Kadabrahska1 Posted November 7, 2012 Posted November 7, 2012 This topic was imported from the Typophile platform Hi, I'm doing a project on "engaging the audience" and getting them to feel inspired and appreciate typography, My audience is 4-16 year olds. My aim is to try and inspire 4-16 year olds to appreciate typography and possibly enjoy it more. I've done some secondary research into my age range and have even tried to make typography attractive via means of colour and shape but i'm not really getting much feedback when i approach people who stop and look. I was wondering if anybody may have some helpful suggestions or advice? Thanks!
hrant Posted November 7, 2012 Posted November 7, 2012 Too dark. Check out these books for inspiration: Hyperactivitypography from A to Z Bembo's Zoo: An Animal ABC Book ... and another one I'll have to dig up from the garage. hhp
Nick Shinn Posted November 7, 2012 Posted November 7, 2012 From the title of the thread, I thought you meant the children were doing the typography, rather than being targeted as readers. I also don’t think that 16 year-olds are “kids”—at least not Typophiler Jasper de Waard!
Nick Shinn Posted November 7, 2012 Posted November 7, 2012 From the title of the thread, I thought you meant the children were doing the typography, rather than being targeted as readers. I also don’t think that 16 year-olds are “kids”—at least not Typophiler Jasper de Waard! Frankly, I doubt there are any common factors within the demographic you specify, relating to a potential interest in typography.
Kadabrahska1 Posted November 7, 2012 Author Posted November 7, 2012 No the aim is to try and engage children and teenagers and possibly find out what they find interesting about typography. I'm sorry the way I worded my post didn't quite distinguish my age range up into categories. You're quite right! 16 year olds aren't "kids" they're teenagers. Thanks.
Kadabrahska1 Posted November 7, 2012 Author Posted November 7, 2012 Thank you very much for your help, much appreciated!
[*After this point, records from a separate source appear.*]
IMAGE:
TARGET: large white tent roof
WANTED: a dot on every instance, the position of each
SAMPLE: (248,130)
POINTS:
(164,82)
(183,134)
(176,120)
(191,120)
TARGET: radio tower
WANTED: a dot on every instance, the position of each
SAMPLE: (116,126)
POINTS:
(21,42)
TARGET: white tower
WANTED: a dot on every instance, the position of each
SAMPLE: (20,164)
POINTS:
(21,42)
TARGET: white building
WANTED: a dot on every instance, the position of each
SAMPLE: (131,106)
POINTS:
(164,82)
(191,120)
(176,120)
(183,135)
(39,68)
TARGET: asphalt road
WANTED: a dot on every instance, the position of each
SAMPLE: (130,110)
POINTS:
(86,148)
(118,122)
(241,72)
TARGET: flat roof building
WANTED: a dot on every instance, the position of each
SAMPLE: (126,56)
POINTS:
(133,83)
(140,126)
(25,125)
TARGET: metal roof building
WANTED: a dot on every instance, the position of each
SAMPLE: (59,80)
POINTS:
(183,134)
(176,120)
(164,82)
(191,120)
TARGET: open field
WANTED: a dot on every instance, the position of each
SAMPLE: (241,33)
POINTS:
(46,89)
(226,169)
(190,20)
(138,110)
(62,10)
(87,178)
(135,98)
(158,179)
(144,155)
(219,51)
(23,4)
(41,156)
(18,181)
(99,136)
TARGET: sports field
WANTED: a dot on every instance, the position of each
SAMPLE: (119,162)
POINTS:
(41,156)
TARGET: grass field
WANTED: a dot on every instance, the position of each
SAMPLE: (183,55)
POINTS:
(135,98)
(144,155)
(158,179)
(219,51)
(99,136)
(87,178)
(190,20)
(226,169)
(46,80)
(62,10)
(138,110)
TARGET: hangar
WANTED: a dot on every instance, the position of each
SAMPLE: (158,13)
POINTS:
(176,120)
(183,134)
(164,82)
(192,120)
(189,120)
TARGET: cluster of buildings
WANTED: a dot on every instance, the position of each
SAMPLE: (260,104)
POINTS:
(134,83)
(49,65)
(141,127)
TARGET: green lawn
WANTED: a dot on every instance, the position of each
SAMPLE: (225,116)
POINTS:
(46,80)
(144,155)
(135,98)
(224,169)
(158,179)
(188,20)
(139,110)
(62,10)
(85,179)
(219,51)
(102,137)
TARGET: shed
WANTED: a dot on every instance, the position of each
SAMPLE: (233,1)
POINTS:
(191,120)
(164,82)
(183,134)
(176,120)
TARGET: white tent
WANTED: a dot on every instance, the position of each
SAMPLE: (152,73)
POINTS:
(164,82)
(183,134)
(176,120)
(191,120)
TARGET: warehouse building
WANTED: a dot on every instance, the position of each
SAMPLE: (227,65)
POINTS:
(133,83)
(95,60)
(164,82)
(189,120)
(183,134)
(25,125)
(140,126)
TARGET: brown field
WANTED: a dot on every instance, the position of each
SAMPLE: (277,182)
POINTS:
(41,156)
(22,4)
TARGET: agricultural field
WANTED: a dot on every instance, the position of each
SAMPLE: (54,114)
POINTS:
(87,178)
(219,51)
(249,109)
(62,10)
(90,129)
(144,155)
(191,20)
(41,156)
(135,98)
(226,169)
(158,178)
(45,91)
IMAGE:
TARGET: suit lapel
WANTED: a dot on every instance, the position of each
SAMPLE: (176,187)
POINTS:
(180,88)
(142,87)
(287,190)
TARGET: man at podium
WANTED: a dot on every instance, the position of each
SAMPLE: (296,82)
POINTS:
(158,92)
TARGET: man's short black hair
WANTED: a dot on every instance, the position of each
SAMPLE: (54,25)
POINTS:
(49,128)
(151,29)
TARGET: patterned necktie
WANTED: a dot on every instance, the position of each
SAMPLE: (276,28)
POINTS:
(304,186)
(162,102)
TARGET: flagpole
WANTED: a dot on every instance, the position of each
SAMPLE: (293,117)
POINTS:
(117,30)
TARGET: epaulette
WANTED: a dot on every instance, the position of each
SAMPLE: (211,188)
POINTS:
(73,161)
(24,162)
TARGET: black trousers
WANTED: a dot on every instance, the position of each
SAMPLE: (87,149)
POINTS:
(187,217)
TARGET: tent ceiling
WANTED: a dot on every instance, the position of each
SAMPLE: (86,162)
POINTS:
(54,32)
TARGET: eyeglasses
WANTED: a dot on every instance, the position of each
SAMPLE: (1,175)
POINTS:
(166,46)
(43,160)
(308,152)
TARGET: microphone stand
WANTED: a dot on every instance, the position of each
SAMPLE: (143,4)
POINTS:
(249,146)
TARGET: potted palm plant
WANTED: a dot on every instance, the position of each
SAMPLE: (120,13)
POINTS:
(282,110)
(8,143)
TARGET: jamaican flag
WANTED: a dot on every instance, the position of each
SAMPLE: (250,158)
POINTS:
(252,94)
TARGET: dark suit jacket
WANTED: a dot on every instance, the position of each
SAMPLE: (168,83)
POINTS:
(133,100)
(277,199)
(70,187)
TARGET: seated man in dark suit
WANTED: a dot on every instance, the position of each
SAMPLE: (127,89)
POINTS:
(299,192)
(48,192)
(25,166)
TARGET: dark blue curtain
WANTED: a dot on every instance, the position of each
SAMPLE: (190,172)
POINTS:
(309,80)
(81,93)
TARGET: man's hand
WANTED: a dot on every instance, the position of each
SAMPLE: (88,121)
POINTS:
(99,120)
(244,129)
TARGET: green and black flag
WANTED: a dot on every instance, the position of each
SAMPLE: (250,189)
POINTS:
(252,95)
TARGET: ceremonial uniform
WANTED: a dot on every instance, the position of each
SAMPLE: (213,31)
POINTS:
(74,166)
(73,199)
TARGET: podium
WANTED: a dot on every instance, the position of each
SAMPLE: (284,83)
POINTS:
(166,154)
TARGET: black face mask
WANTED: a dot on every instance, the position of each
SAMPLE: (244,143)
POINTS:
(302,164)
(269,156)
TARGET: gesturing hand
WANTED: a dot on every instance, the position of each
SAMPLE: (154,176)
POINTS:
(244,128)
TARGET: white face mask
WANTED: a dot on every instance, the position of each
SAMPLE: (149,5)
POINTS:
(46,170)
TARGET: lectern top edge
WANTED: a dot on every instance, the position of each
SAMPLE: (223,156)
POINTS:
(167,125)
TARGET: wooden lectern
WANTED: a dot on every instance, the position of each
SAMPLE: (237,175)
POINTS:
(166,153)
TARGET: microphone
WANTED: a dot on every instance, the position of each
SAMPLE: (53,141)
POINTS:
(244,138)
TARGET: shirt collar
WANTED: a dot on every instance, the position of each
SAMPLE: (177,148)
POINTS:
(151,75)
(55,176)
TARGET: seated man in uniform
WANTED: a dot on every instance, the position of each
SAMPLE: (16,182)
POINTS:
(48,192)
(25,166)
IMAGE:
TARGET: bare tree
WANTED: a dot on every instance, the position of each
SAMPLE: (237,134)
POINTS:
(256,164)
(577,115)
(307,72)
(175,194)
Nick Shinn Posted November 7, 2012 Posted November 7, 2012 Typography has a lot of contact points with other areas of culture that people may be interested in. How about a questionaire along the lines of “If you like this … then you may be interested in … ” For instance, the typography of Harry Potter. Longest name on a football shirt. Tattoos: type or lettering—what’s best? And so on.
oldnick Posted November 8, 2012 Posted November 8, 2012 The basic question is: what are the “rules of engagement”? The children at the younger extremes of the spectrum are still learning about how the world works, and how they fit into it. Teens, on the other hand, are trying to find their place in the social hierarchy. So, at one end, the principle at work is Wonder; at the other end, Conformity. Of course, what is cool to teenagers is constantly changing—which makes parents perpetually clueless, and product and/or service peddlers rich. So, that which engages the younger minds may remain constant, while the older minds will seek Novelty. IMHO, this typeface works either way… http://www.myfonts.com/fonts/nicksfonts/kandinsky-nf/ Although, obviously, not in all caps…
timd Posted November 8, 2012 Posted November 8, 2012 I think you could look at the anatomy of a typeface, or maybe for your younger age range the anatomy of handwriting. Before you look at the laying out of text – something along the lines of the use of white/coloured/negative space within text setting, along the “Can you spot the arrow in the FedEx logo?” type problem. Longest name on a football shirt. http://3.bp.blogspot.com/-V68DeOxdKAY/TVXsRxDQTlI/AAAAAAAAArw/o7p3Atlxgi... Tim
hrant Posted November 8, 2012 Posted November 8, 2012 Here it is - it's a very cute book: "A Type Detective Story, Episode One: The Crime Scene" by Matthew Woolman. hhp
Luma Vine Posted November 8, 2012 Posted November 8, 2012 1) https://typography.guru/forums/topic/107901-forwarding 2) you should define what is similar and what is different for you about getting kids interested in typography vs. getting them interested in letters, words, and reading - which are all common objectives of books, schools, etc.
Arthus Posted November 10, 2012 Posted November 10, 2012 Your audience is so far apart in the learning curve of language, writing, recognizing letters that you'll have to set up multiple ways to engage them. So I wouldn't bombard the younger audience with too many ways of writing/lettering. For the younger ones I think it's more interesting to let them do things with their hands. For instance: take a box of sand and draw letters in it, this also immediately teaches the reason of negative space since your letters will otherwise collapse ;) But for your older audience I think letting them discover letterforms in their surroundings could be a good way to engage and teach them. Having them understand why they see a letter, understanding what the main ingredients are of a letterform. Also, this is something they can take along after your project is long done. Sadly my own intervention into kid type/typography still will take a while to finish, otherwise I'd hook you up. Interested in what you'll come up with!
Chris Dean Posted November 11, 2012 Posted November 11, 2012 @Kadabrahska1: What have you come up with from your own research so far? At what school do you teach?